Even if we leverage the on average ten application services that process traffic and can emit the right data, we are left with the challenge of analyzing it in the context of the transaction. This requires having access to data generated from multiple systems and locations. Today, we have many sources of data. That data is not correlated across a workflow in part because it's reported to siloed systems with their own dashboards and alerting systems. Today, we don't have the contextual awareness of all the variables needed to accurately identify an attempt to fraudulently open an account. Moreover, many rely on outdated techniques that are readily evaded by attackers.

Traditional CAPTCHA techniques and rudimentary JavaScript-based inspection of client devices are not enough to detect, let alone prevent, exploitation of DAO and related digital experiences. Traditional IP-based defenses are not enough. I can spoof my IP, my user-agent, and mimic mouse movements. Using the power of modern computing, I can fool most CAPTCHA systems. Attackers today are far too experienced and sophisticated to let such simple techniques stand in the way of fraudulently opening a new account. They rapidly adapt to new techniques and quickly discover how to overcome them.

The technology we need must be just as capable of learning and adapting as attackers.

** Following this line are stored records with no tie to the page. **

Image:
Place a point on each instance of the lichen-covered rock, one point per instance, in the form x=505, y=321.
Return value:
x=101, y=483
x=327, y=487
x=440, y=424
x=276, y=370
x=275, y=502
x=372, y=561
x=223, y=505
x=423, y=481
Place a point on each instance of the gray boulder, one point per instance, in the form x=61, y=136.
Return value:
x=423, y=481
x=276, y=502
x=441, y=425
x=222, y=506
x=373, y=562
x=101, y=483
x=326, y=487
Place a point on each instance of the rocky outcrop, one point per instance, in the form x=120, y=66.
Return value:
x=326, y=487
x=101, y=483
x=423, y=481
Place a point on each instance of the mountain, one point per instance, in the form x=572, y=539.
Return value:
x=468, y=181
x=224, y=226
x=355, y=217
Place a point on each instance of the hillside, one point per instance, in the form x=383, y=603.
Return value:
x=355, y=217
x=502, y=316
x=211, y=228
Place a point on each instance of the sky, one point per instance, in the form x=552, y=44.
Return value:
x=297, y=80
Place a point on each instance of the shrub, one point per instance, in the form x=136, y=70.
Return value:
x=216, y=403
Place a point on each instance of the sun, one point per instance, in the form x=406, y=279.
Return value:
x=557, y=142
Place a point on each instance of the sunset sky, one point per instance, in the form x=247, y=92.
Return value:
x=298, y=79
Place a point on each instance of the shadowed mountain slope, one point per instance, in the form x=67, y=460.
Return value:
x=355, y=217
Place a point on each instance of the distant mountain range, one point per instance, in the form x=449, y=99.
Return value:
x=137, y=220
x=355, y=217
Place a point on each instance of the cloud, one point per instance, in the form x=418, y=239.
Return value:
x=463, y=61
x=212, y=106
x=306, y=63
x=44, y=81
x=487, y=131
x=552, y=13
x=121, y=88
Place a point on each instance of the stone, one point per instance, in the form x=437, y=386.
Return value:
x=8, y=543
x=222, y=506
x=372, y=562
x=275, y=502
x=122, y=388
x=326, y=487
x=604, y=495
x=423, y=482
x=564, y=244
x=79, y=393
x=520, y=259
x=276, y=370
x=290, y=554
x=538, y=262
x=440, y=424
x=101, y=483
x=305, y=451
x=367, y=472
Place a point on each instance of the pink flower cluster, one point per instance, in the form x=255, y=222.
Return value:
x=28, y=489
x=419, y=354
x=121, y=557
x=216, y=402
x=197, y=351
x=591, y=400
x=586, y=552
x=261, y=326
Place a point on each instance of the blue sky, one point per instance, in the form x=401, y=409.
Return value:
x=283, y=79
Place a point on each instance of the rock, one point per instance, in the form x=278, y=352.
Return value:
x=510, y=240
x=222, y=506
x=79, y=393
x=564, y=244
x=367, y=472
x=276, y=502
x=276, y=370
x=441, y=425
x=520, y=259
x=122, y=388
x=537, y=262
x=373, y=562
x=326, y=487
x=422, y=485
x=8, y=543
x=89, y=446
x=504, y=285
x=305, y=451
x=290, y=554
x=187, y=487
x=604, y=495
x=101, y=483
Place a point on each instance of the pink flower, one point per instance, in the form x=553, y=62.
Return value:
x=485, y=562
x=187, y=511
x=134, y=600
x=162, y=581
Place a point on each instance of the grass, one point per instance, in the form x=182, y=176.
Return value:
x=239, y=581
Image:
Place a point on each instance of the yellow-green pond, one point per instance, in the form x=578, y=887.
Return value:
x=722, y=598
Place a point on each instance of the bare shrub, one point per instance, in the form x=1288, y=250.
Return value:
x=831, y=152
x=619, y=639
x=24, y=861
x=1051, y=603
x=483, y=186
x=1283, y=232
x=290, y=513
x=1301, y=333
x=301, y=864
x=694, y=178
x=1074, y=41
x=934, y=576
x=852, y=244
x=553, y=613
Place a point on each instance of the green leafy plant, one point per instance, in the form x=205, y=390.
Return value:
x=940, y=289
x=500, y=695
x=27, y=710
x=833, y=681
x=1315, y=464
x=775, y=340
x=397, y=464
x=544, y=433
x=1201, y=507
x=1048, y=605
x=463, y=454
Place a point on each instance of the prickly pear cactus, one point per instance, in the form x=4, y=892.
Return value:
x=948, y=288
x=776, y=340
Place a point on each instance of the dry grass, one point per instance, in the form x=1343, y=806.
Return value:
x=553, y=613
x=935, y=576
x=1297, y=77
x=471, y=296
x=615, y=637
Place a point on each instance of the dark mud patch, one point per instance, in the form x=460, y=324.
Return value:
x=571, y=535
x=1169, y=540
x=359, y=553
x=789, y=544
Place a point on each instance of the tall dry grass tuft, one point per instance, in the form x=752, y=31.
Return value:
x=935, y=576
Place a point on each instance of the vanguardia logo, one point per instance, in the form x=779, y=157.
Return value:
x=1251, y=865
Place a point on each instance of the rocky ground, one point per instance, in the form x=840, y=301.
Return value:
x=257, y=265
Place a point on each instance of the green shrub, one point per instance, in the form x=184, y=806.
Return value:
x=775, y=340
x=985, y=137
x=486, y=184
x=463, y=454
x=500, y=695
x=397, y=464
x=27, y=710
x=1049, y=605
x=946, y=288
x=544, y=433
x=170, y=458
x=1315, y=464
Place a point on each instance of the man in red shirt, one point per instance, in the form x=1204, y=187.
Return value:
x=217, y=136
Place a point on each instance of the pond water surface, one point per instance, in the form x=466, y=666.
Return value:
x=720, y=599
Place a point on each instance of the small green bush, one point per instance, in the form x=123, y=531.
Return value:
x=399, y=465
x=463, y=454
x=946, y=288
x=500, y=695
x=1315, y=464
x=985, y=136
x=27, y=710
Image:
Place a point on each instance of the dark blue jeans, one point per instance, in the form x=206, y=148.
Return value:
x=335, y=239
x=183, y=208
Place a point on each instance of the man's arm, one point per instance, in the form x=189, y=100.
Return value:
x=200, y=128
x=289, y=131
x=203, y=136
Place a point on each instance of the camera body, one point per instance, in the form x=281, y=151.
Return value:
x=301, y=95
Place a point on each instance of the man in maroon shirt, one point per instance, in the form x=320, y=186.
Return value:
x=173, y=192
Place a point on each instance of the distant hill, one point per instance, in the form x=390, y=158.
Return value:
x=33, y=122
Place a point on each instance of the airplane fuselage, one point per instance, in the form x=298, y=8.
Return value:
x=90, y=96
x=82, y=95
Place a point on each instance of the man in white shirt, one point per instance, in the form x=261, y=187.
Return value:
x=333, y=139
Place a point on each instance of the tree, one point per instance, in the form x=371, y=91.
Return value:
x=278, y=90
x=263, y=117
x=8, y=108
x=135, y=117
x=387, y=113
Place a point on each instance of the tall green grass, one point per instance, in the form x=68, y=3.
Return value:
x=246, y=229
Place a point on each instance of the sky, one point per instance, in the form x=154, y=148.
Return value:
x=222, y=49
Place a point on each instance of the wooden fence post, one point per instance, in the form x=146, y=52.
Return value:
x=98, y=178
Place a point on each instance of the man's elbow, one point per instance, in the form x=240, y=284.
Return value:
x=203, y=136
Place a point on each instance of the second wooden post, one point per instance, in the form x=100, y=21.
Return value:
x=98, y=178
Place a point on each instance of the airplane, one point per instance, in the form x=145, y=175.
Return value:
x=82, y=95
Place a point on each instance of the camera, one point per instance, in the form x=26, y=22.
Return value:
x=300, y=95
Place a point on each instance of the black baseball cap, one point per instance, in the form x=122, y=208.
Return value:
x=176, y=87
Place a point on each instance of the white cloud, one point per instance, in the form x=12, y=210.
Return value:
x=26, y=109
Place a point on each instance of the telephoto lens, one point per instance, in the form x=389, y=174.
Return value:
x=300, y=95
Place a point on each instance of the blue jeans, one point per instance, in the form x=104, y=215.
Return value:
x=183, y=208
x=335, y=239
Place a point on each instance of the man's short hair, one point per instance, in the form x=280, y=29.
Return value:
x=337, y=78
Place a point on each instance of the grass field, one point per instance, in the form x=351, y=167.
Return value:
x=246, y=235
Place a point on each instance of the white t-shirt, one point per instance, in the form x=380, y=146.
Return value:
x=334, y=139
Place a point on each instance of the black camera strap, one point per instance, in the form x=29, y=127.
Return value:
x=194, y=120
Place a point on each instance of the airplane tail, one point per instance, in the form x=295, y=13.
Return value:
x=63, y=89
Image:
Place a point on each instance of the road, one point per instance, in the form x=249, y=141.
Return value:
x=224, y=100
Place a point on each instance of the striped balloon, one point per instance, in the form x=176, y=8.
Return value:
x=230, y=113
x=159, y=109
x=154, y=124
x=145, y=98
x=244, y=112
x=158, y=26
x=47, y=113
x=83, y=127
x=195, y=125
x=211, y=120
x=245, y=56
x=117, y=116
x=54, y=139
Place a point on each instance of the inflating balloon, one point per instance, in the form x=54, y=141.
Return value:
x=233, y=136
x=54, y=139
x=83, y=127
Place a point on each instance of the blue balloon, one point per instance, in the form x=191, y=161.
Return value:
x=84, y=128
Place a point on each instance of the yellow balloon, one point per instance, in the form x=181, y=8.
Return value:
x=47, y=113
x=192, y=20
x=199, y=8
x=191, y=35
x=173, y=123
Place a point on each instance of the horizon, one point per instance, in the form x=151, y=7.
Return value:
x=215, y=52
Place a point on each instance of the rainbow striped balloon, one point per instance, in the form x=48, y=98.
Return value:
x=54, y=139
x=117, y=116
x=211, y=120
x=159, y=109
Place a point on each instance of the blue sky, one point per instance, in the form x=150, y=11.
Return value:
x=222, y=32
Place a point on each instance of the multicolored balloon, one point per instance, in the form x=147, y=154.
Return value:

"Savvy risk and fraud management in 2020 will combine the benefits of machine learning, applied intelligence, and context-driven analytics, along with anomaly detection to create a manageable, multi-tiered approach."
-- Bottomline, State of Digital Account Opening & Onboarding

While this statement is a mouthful, it accurately represents the type of technology we need today to prevent fraud. We need AI-infused analytics capable of ingesting and analyzing vast quantities of data in minimal time. We need analytics capable of correlating data across the entire workflow to prevent fraud at the speed it occurs.

Detecting fraud today requires more than just data. It requires correlation of data, collected from as many points in the digital workflow as possible, and the ability to quickly analyze results.

That's what F5 intends to do: build a multi-purpose application analytics platform capable of providing business with the insights they need to scale, secure, and optimize digital workflows at speed.